I have no clue why you think the tiny subsection of western Marxists that make up "council communists," popularized a century ago and promptly abandoned due to having horrible theoretical analysis, are "modern Marxists." Marxism-Leninism is the most common and successful form of Marxism by far and is the guiding ideology of several Socialist states today, like Cuba. Unless you're trying to say that only Westerners can truly understand Marx, and that the millions of Communists in the Global South that have spent their lives building Socialism are simply incapable of grasping Marx, then there's no reason to think council communists are much of anything. Personally, I think we should look to those who actually have succeeded in revolution to see what they have to say.
As for management, management needs authority, to deny that fact is to deny QA workers the ability to exert authority over production if the products are toxic, or to deny the health and safety officials the authority to stop unsafe production, or education officials to maintain standards for engineering education. Relying on every single decision to be democratically held would grind production to a halt in a day and to not do so is to recognize authority as necessary. If you agree that some people should be voted to have this necessary authority, then congrats, you agree with Marxist-Leninists.
I think it's clear enough to anybody else by now that you really have no clue what you're talking about with respect to Marxism, I've made my case so I think we are done here.
It is often said that Anarchists bow, on the matter of boots, to the authority of the bootmaker. But, truth be told: If they make shoddy shoes, no we don't. Good managers don't order people around, they organise. They are servants to the collective project.

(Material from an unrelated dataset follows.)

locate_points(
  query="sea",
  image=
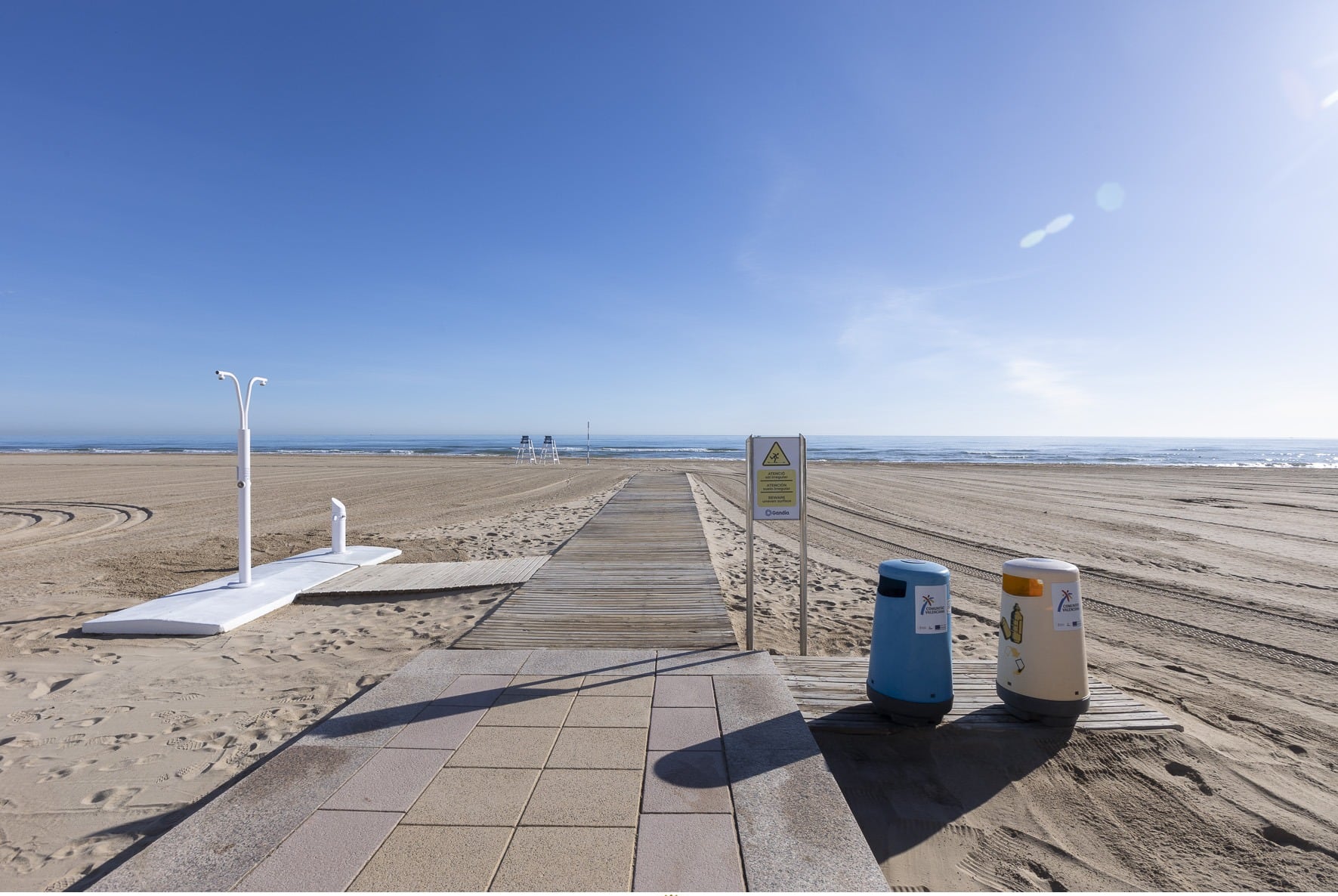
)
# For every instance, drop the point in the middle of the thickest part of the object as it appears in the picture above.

Strawman. I don't care how the shoemaker affixes the sole, what matters is that it makes sense in the context of the end-product being a shoe that fits. I may not be able to figure out how to construct a good shoe, but I can judge the result by virtue of having feet. It's the same with management. One problem tankies, particularly of the so common Yankee persuasion, have I think is that corporate culture is so utterly broken in America that they can't even imagine working under good management. Thus you get the slave thinking that the only way out is for themselves to become the master, and then history repeats. The master/slave dialectic is already a diagnosis, building onto it, also as inversion, just further neurosis.
You can deny the power inversion the Bolsheviks caused all you want, how the selection for council positions was done such that an on-paper bottom-up organisation became in practice a top-down one, but it won't change the actual history. The purpose of the system is what it does and what the Bolshevik counter-revolution did was to put people like Stalin and Beria into power, riding on the back of the easily abusable power relations that Lenin created, which I grant at least had ideals. The same power relations which, after the dissolution of the USSR, allowed banditry to fill the power vacuum.